Je considère que c’est le plus dur. Une fois, je me suis enlisée dans une discussion de 20 minutes parce que l’autre ne voulait pas lâcher l’affaire alors que j’avais des preuves. Donc je recommande l’effet sandwich. Je commence par dire ce que j’apprécie dans le travail de la personne : “je sais que tu es sérieux” ou “je vois que tu essayes de bien faire”. Puis je continue sur le constat : “je t’ai demandé de faire ça, tu ne l’as pas fait et c’est un problème pour x raisons”. Enfin, je remonte le moral : “bon ce qui est fait est fait, maintenant je te demande de rectifier la situation” ou alors “tant pis, c’est fini maintenant, je te fais confiance pour faire mieux la prochaine fois /ou me demander en cas de besoin”.
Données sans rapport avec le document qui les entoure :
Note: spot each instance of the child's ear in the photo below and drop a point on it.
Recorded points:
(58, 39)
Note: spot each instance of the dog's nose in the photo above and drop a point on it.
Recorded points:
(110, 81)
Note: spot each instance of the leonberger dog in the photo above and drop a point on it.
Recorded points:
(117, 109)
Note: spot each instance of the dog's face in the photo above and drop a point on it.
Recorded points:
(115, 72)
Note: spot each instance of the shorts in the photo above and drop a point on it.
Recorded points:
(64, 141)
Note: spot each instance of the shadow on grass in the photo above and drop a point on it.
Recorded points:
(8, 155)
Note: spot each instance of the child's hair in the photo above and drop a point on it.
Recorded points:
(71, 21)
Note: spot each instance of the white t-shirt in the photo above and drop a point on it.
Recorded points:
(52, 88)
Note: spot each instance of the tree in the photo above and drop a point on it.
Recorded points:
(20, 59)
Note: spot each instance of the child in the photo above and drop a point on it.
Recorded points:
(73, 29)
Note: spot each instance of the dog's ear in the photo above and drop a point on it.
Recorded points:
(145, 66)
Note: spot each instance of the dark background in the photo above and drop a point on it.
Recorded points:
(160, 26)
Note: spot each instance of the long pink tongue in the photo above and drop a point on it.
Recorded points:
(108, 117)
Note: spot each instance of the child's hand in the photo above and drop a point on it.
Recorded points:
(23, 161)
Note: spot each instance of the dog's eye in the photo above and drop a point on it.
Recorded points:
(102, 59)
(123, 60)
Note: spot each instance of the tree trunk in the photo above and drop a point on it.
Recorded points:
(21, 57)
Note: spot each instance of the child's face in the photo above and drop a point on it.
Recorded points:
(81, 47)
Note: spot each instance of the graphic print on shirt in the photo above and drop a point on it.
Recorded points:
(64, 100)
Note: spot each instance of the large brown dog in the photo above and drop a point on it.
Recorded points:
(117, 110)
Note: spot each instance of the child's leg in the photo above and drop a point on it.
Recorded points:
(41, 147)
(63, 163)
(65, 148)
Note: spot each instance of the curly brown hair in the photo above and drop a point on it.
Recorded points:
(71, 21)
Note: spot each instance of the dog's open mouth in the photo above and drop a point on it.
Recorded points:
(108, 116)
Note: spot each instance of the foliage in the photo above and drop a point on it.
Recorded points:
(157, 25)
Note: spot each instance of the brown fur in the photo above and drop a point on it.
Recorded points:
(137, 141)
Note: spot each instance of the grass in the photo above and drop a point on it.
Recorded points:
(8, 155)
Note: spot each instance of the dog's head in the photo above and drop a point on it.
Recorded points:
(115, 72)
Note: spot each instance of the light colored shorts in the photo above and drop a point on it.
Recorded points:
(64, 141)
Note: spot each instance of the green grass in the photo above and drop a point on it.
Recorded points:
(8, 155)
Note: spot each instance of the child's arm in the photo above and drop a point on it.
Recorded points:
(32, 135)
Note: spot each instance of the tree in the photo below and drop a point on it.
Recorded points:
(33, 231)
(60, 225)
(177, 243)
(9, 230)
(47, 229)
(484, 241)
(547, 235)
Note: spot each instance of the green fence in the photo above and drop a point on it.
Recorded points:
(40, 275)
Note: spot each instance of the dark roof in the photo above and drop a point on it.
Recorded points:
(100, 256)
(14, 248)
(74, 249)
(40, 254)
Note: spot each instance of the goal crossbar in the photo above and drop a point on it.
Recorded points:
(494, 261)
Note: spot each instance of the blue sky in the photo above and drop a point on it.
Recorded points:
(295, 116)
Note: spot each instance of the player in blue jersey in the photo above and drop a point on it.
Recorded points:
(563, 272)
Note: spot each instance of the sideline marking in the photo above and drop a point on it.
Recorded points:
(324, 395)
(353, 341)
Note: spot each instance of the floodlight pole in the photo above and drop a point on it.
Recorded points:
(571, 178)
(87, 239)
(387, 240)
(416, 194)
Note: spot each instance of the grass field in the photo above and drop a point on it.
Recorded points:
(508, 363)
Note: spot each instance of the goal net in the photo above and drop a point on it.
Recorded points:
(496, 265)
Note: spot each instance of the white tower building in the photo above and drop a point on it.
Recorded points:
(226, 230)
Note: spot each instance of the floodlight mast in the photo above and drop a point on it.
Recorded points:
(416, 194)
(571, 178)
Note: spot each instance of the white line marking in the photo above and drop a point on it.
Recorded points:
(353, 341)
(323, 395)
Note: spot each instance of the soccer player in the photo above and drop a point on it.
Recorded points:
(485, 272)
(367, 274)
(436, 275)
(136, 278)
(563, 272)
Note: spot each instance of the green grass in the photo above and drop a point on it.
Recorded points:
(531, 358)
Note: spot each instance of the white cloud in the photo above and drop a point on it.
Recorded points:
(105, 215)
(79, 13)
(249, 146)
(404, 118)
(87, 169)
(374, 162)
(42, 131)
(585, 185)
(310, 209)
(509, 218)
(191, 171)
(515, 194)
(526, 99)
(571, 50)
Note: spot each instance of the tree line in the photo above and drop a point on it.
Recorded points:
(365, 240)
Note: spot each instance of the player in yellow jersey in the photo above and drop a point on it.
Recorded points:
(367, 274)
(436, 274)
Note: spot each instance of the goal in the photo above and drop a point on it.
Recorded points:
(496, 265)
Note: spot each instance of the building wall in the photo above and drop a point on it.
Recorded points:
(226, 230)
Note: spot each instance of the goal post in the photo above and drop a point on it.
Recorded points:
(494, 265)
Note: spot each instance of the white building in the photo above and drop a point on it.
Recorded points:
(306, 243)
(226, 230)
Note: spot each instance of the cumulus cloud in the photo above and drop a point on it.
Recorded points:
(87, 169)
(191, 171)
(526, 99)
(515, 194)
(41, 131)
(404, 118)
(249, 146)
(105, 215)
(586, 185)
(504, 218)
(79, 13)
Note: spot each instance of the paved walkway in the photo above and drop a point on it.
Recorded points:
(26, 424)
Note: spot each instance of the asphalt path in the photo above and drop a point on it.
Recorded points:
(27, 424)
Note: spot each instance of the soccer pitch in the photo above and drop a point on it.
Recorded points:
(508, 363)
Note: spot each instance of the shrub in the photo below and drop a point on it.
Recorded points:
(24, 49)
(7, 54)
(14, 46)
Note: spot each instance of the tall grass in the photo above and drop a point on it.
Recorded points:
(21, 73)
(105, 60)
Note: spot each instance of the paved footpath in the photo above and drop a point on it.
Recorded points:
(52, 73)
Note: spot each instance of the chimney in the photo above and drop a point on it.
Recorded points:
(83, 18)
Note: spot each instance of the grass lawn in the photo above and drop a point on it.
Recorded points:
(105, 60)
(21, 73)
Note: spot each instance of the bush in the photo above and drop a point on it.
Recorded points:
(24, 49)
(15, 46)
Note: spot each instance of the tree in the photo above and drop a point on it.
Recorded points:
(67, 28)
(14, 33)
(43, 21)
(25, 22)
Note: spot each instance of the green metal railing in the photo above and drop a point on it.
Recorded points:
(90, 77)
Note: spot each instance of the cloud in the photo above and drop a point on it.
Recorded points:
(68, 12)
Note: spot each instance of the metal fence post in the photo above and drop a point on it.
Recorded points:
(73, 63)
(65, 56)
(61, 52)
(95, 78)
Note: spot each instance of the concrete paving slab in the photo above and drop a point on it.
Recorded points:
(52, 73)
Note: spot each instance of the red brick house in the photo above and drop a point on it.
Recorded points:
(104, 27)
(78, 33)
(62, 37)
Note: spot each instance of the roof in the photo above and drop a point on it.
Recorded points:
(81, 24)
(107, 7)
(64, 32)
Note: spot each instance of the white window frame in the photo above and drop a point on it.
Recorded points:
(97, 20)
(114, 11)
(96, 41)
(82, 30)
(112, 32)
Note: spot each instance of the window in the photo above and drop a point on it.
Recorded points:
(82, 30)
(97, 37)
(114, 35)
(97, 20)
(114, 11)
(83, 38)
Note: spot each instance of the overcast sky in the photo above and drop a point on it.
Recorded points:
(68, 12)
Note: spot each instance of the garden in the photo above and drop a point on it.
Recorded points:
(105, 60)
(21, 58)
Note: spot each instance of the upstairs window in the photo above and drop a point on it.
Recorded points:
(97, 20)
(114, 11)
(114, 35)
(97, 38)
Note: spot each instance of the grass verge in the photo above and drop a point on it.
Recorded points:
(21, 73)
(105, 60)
Cela évite de culpabiliser la personne. On fait tous des erreurs, le plus important est d’en apprendre quelque chose. Enfin, si ça se reproduit trop fréquemment, on peut mettre la personne en garde, puis faire remonter la situation auprès de son N+2 (c’est-à-dire de notre manager). J’avoue que dans le feu de l’action, l’effet sandwich est parfois un peu délicat à mettre en pratique quand on découvre que quelque chose n’a pas été fait et qu’on veut tout de suite comprendre pourquoi. Un de mes collègues m’a un jour conseillé de laisser les choses en l’état si possible, pour y revenir plus tard avec l’esprit clair.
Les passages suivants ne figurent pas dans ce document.